Another visiting member, I saw on social media, scored tickets to New York’s Javits Center for the modestly (it seemed at the time it was announced) advertised “Hillary for America Election Night Event”. Her opponent invited supporters to a `Donald J. Trump Victory Party’ in the Midtown Hilton in the same city.
But having taken half a day to go to Virginia for a Trump rally and the security and waiting that involves, I was happy to watch the late results on a big screen like members back in Hong Kong, at a club whose members have included three US presidents and a dozen Supreme Court Justices. William Taft, the only person to have been both, is described beneath his portrait as a Cosmos Club member from 1904-13, and as a lawyer.
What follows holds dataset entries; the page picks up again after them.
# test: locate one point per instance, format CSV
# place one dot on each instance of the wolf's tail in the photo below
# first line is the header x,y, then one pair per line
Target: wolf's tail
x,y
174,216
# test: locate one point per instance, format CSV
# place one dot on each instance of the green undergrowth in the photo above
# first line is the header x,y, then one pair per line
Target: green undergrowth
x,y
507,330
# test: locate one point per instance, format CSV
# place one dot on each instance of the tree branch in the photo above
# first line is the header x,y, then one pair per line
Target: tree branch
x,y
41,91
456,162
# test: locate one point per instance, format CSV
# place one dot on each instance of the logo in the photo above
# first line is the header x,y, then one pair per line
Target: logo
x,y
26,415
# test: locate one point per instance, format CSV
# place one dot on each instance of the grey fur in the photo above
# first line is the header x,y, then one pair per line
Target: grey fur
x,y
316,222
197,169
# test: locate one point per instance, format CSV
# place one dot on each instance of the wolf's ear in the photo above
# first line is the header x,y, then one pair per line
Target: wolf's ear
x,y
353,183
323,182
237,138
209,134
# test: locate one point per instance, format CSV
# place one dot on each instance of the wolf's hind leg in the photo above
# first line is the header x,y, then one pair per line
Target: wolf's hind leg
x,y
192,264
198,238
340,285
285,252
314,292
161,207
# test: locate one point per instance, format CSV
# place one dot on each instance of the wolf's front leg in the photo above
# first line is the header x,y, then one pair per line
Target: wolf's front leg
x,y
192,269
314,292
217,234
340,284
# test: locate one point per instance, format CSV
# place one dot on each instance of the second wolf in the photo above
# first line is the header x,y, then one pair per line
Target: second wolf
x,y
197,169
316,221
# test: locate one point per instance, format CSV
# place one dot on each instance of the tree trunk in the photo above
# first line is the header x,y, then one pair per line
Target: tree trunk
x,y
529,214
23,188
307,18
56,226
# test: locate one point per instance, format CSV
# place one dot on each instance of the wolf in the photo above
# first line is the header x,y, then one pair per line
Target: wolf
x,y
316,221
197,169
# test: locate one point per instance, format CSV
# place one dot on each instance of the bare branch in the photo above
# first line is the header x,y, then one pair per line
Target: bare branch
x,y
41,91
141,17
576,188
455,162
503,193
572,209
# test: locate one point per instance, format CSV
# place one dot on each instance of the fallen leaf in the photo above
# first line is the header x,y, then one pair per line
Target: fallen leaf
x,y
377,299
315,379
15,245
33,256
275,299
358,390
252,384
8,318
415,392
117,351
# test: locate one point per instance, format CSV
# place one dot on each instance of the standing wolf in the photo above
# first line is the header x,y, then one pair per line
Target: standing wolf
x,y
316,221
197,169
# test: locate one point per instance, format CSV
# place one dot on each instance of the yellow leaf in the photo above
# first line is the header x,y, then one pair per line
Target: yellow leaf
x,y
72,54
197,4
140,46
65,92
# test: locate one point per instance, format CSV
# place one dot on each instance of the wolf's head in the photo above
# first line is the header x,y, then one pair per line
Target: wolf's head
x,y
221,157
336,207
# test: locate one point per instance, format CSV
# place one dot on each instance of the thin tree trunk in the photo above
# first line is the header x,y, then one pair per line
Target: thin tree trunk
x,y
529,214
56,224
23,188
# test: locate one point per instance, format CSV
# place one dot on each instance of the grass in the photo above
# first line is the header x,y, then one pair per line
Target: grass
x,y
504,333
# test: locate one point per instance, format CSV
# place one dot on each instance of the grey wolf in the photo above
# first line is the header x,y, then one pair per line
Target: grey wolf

Like the FCC, the club’s members you’ll meet will regale you with stories about characters on its walls like Taft, or how Eleanor Roosevelt had stayed in the clubhouse when it was a private home before her husband’s first inauguration, or how they were in Italy after the Second World War and the plan was to hold the line against advancing Soviet forces at the Brenner Pass.
Like the FCC, the club’s members you’ll meet will regale you with stories about characters on its walls like Taft or Henry Kissinger…
Like the FCC, the club’s current Embassy Row home isn’t its first. That was Lafayette Square, by the White House. If you can’t score a stay at that residence’s Lincoln Bedroom, you won’t be disappointed with the mansion rooms of the Cosmos Club, whose rates including breakfast for reciprocal members start at just US$233.
Of course you have a copy of the Washington Post, New York Times or Wall Street Journal with that. If you want to pick up the Financial Times, that’s available at the National Press Club downtown, where I recommend lunch at their members’ bar “The Reliable Source”.
FCC members in Washington should also visit the Newseum while in town too. Like our club, that institution is an ode to and hopefully not a funerary celebration of the romance, rigors and responsibilities of journalism.
Which brings us back to why all of us will feel at home at the Cosmos Club. To be admitted as a member, you must be a person of distinction, character and sociability who has done meritorious original work in, or be well known to be cultivated in science, literature, the arts, a learned profession or public service.
I doubt I’d make the cut, so staying there for one of the most momentous weeks in a while was great. Needless to say the staff there are wonderful, there’s a small, tucked-away seemingly barely used gym, and your friends in town will all enjoy calling on you there.